During that golden era, galvanized by that pioneering energy, I prototyped multiple approaches to audio in VR. I spoke to colleagues about my findings.
The short of it: VR immerses the player in the virtual world and shuts out the real one, and so the brain demands more information to compensate and make the virtual world feel real. The best/worst example of this is VR-induced motion sickness, when the player moves and is not getting feedback like they’d get in reality. The bar is higher for audio too: the player is more likely to notice when something is out of place, like, say, musical scoring, which has no place in reality (sadly).
After the designer places sound sources in the virtual environment, most of the effect is applied automatically with spatializer plugins that take into account the way that the player moves their head while wearing the VR headset. It’s science magic, but also requires a lot of tweaking of settings.
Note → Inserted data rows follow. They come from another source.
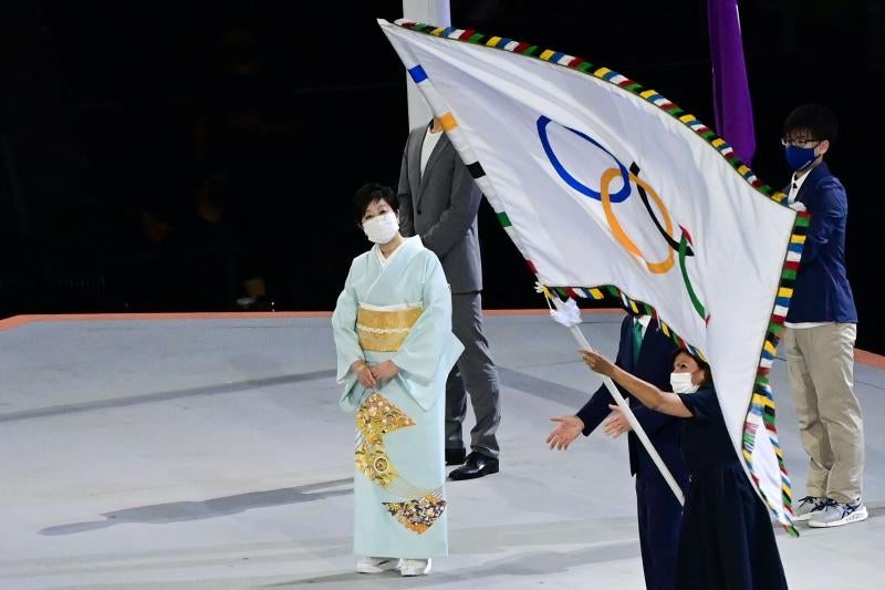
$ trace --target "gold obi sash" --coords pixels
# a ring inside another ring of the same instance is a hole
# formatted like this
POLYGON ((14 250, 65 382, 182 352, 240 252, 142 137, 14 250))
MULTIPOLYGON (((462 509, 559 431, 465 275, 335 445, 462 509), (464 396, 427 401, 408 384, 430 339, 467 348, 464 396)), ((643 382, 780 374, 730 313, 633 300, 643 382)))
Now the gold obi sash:
POLYGON ((360 346, 372 352, 398 351, 423 311, 420 303, 385 307, 360 303, 356 312, 360 346))

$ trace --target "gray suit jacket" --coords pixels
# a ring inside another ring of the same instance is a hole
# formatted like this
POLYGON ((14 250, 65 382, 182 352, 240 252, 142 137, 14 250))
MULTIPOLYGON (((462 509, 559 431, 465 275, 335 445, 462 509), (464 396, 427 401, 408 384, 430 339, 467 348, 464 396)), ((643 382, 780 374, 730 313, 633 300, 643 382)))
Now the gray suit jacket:
POLYGON ((455 146, 444 133, 421 175, 427 127, 412 130, 399 170, 399 230, 421 237, 442 262, 452 293, 482 289, 477 211, 482 199, 455 146))

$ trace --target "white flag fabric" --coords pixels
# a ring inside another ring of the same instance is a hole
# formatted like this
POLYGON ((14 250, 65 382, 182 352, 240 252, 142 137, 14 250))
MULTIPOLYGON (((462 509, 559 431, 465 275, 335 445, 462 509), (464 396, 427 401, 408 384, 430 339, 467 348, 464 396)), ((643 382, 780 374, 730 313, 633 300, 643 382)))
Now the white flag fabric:
POLYGON ((654 90, 456 28, 378 21, 539 281, 617 293, 712 368, 760 495, 791 530, 768 373, 805 215, 654 90))

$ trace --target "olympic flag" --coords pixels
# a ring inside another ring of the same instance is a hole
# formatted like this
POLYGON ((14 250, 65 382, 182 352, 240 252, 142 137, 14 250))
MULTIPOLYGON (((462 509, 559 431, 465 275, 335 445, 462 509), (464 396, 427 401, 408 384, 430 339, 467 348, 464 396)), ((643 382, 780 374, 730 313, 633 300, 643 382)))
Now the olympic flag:
POLYGON ((768 373, 808 218, 694 116, 612 70, 378 22, 540 282, 616 292, 710 362, 735 448, 792 530, 768 373))

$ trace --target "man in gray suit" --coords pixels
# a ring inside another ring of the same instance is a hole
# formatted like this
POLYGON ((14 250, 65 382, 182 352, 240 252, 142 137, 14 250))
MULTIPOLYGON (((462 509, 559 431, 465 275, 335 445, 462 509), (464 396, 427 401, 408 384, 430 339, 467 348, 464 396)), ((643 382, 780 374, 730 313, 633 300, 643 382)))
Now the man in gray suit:
POLYGON ((482 334, 480 297, 477 211, 482 193, 439 120, 409 133, 397 195, 403 236, 420 236, 442 262, 451 288, 452 332, 465 346, 446 383, 446 464, 464 463, 449 477, 472 479, 498 473, 498 371, 482 334), (471 453, 465 456, 461 423, 467 392, 477 424, 470 431, 471 453))

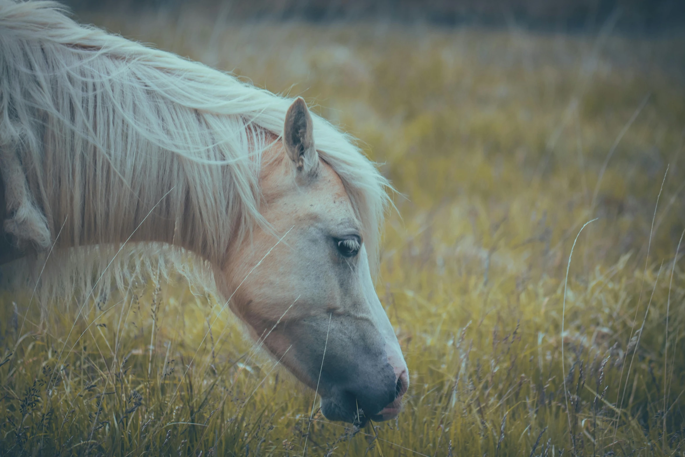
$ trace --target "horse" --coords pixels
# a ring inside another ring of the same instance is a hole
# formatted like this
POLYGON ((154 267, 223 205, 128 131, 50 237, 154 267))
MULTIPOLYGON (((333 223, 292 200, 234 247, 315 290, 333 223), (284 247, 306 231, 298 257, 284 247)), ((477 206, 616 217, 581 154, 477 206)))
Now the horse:
POLYGON ((373 282, 391 188, 350 136, 55 2, 0 0, 0 75, 12 284, 87 299, 192 261, 327 419, 397 416, 408 371, 373 282))

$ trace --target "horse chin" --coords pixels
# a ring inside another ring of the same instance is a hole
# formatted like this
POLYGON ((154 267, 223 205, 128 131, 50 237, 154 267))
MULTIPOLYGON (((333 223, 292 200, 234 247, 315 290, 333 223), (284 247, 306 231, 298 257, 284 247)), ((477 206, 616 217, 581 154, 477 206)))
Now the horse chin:
POLYGON ((340 421, 364 427, 369 420, 382 422, 395 419, 402 409, 402 398, 399 397, 376 414, 367 416, 364 411, 346 406, 349 402, 334 397, 321 399, 321 412, 329 421, 340 421), (342 401, 341 401, 342 400, 342 401))

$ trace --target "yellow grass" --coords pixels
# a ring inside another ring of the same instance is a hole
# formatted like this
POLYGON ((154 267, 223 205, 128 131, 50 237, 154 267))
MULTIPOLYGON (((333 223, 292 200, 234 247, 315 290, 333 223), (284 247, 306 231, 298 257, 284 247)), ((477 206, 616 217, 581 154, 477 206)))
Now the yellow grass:
POLYGON ((384 163, 412 385, 397 420, 310 424, 314 393, 187 285, 77 318, 5 292, 0 454, 682 455, 683 40, 88 20, 302 95, 384 163))

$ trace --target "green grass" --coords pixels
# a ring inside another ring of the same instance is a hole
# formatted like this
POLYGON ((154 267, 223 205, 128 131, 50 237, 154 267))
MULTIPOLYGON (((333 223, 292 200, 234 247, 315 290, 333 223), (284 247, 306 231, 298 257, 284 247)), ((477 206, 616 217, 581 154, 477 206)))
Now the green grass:
POLYGON ((314 393, 182 282, 78 317, 5 292, 0 454, 685 452, 682 39, 89 20, 303 95, 383 162, 412 385, 397 420, 310 422, 314 393))

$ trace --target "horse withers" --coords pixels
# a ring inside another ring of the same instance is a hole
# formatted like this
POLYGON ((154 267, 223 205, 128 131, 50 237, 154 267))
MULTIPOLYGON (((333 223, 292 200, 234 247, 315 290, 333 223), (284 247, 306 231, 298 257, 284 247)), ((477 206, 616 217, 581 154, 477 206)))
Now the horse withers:
POLYGON ((373 164, 302 99, 62 8, 0 0, 0 263, 29 264, 5 269, 92 296, 94 271, 126 277, 124 248, 190 255, 326 417, 395 417, 409 378, 372 280, 373 164))

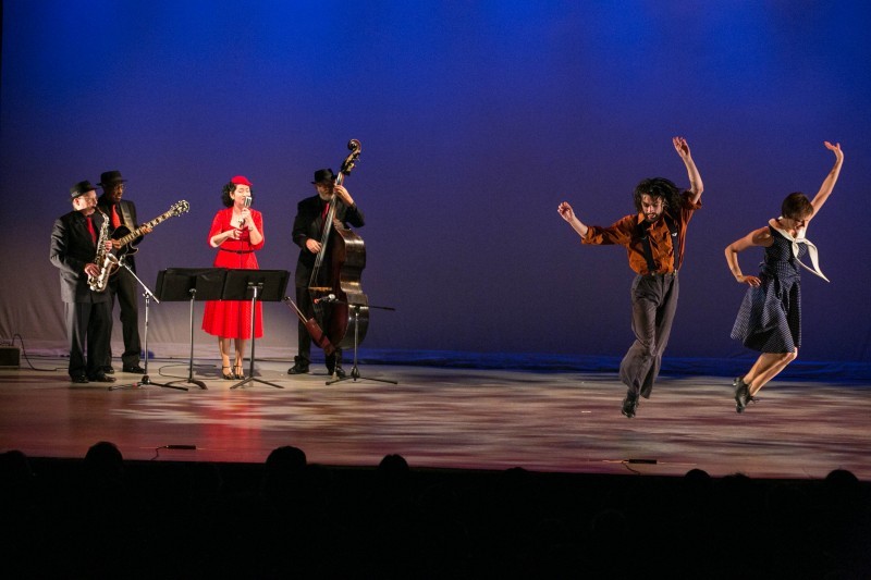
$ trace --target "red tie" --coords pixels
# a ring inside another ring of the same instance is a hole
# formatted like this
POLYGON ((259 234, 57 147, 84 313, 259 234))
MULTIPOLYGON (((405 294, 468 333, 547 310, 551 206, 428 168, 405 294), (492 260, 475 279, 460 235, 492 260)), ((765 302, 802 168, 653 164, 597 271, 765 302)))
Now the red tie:
POLYGON ((327 225, 327 212, 330 210, 330 203, 327 202, 323 205, 323 211, 320 212, 320 231, 323 232, 323 227, 327 225))
POLYGON ((90 232, 90 239, 94 242, 94 245, 97 245, 97 231, 94 230, 94 220, 91 220, 91 215, 86 215, 85 219, 88 222, 88 232, 90 232))

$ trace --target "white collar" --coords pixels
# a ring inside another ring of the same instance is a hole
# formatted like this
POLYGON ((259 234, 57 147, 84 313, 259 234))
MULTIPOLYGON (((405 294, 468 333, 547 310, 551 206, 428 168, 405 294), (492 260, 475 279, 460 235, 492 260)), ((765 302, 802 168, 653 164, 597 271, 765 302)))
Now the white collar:
MULTIPOLYGON (((777 218, 777 220, 780 220, 780 218, 777 218)), ((823 280, 825 280, 826 282, 829 282, 829 279, 827 279, 827 277, 825 277, 825 275, 823 275, 823 273, 820 271, 820 262, 819 262, 819 258, 818 258, 817 246, 814 246, 814 245, 811 243, 811 240, 810 240, 810 239, 808 239, 807 237, 805 237, 805 234, 806 234, 806 233, 807 233, 807 231, 808 231, 807 226, 805 226, 805 227, 800 227, 799 230, 797 230, 797 231, 796 231, 796 235, 795 235, 795 236, 793 236, 793 234, 790 234, 790 233, 789 233, 789 232, 787 232, 786 230, 784 230, 784 229, 782 229, 782 227, 778 227, 777 225, 775 225, 775 224, 777 223, 777 220, 771 220, 771 222, 769 222, 769 223, 771 224, 771 226, 772 226, 774 230, 776 230, 777 232, 780 232, 780 233, 781 233, 781 235, 782 235, 783 237, 785 237, 786 239, 788 239, 789 242, 792 242, 792 244, 793 244, 793 258, 795 258, 795 260, 796 260, 796 261, 797 261, 797 262, 798 262, 798 263, 799 263, 799 264, 800 264, 800 266, 801 266, 801 267, 802 267, 805 270, 809 270, 810 272, 813 272, 814 274, 817 274, 817 275, 818 275, 818 276, 820 276, 821 279, 823 279, 823 280), (805 266, 805 263, 803 263, 801 260, 799 260, 799 259, 798 259, 798 250, 799 250, 799 247, 798 247, 798 245, 799 245, 799 244, 805 244, 805 245, 808 247, 808 256, 810 256, 810 263, 813 266, 813 268, 810 268, 810 267, 808 267, 808 266, 805 266)))

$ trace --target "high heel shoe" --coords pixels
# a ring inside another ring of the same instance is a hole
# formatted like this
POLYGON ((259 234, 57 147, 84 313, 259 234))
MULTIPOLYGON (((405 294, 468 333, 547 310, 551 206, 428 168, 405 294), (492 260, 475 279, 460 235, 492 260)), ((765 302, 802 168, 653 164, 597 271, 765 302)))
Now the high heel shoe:
POLYGON ((747 403, 755 400, 750 396, 750 385, 745 383, 741 377, 737 377, 732 384, 735 386, 735 410, 739 414, 744 412, 744 409, 747 408, 747 403))

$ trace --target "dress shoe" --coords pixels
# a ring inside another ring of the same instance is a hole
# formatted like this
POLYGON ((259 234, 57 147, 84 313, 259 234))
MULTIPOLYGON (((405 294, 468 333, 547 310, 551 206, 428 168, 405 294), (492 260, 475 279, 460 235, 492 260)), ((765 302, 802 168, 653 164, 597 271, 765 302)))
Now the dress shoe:
POLYGON ((750 387, 740 377, 736 377, 732 385, 735 387, 735 410, 741 414, 747 408, 747 403, 753 398, 750 396, 750 387))
POLYGON ((623 399, 623 409, 621 412, 631 419, 635 417, 635 410, 638 408, 638 395, 630 395, 626 394, 626 398, 623 399))
POLYGON ((308 374, 308 365, 296 362, 293 367, 287 369, 287 374, 308 374))
POLYGON ((91 383, 114 383, 115 382, 115 378, 114 377, 107 377, 105 372, 101 372, 99 374, 95 374, 94 377, 91 377, 88 380, 91 383))

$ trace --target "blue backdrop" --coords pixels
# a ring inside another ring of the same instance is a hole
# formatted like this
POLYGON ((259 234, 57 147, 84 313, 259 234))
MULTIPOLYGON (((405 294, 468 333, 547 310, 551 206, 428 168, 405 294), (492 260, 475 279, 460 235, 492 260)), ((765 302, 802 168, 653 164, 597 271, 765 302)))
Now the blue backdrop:
MULTIPOLYGON (((642 177, 685 185, 671 145, 682 135, 706 190, 666 356, 750 356, 728 337, 745 287, 723 249, 776 217, 786 194, 817 192, 831 140, 844 170, 808 235, 832 283, 805 276, 800 360, 871 362, 866 2, 2 8, 3 341, 63 350, 48 243, 74 182, 122 171, 143 220, 191 202, 142 245, 139 270, 154 284, 161 269, 211 264, 221 186, 247 175, 265 214, 261 268, 292 270, 296 202, 357 138, 346 185, 367 217, 363 287, 371 304, 396 308, 372 312, 367 348, 455 354, 442 361, 618 357, 631 341, 625 251, 581 247, 556 206, 606 225, 634 211, 642 177)), ((745 272, 760 256, 740 256, 745 272)), ((290 359, 295 319, 283 305, 267 310, 265 353, 290 359)), ((154 350, 186 343, 186 312, 155 308, 154 350)))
For the game, I developed a system with six virtual emitters, and split up my music track into six stems representing different parts of the frequency spectrum, one stem for each emitter. The emitters moved as the player character moved, but their cardinal positions were fixed — they did not rotate with the player’s head.
After a lot of tweaking, this worked well! The emitters just need to be far enough away such that the music seems to be coming from nowhere and everywhere.
Now who out there will hire me to Score the Real World as I’ve always dreamed?